Given that I would be attempting to get some sleep in the next couple of hours, initiating a new and potentially volatile trading position wasn’t exactly a great idea. My better judgment took over, and I decided to wait until the morning when I would be more focused and have more information (reference points, etc.) with which to work.|pagebreak|
The S&P oscillated within a tight range (1,369-1,371) for several hours before breaking under 1,370 and grinding lower into the US open. By 9:30, when the markets opened, some important reference points had been established:
- The overnight high of 1,372.55
- The prior support level of 1,369-1,370
- The morning high of 1,367.45
The above reference points allowed one to initiate a short position with clearly defined risk using any or all of the reference points. In combination with an 80-plus-point S&P rally in just two weeks and an overbought market condition, the stage was set for an excellent risk/reward shorting opportunity.
Immediately after the market open, I began hedging some of my long equity exposure by buying put options on Russell 2000 iShares (IWM) and entering into bear call spread positions on individual names such as Agrium (AGU) and Mosaic (MOS).

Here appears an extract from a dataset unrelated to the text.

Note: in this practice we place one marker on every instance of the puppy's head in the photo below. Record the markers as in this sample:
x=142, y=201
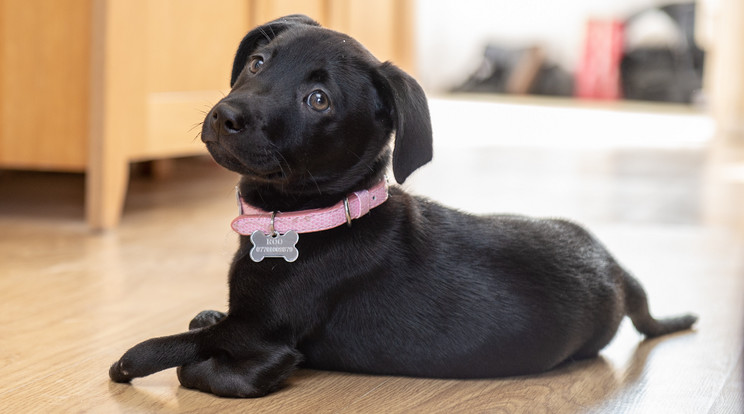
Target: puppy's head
x=312, y=110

By 10:00, my attention turned to entering into a short $ES_F position that I would attempt to manage entirely separate from my other positions. I shorted $ES_F at 1,365.75 and immediately set a buy/cover stop at 1,368.25; the risk was 2.5 points or $125 per $ES_F contract. I chose the stop price because it was slightly above the morning high of 1,367.45, and allowed some “room for noise.”
My initial target was the overnight lows/gap fill area around 1,360, making the trade roughly a 1:2 risk-to-reward set-up. You can see that this target was achieved less than two hours later.
Instead of covering half or 75% of the position and establishing a core swing trading position, I covered the entire position once the gap was filled and my short-term target was achieved. By getting too caught up in the short-term market movements, I lost perspective of the bigger picture—and the potential for a much larger profit.
For example, let’s say I had shorted four ES_F contracts at 1,365.75 and covered three at 1,360.25 for +5.50 points. I could have then set a stop at break-even on the final contract and used a trailing stop on that final contract every 4 to 5 points lower.
By allowing myself to become too focused on the short-term (as clouded by my bullish medium/longer-term view), I prevented myself from having a 20-plus-point swing trade in ES_F.
This week I will refocus on trading less—quality, not quantity—and remembering to keep the bigger picture in mind.
Robert Sinn is a trader and blogger at RobertSinn.com.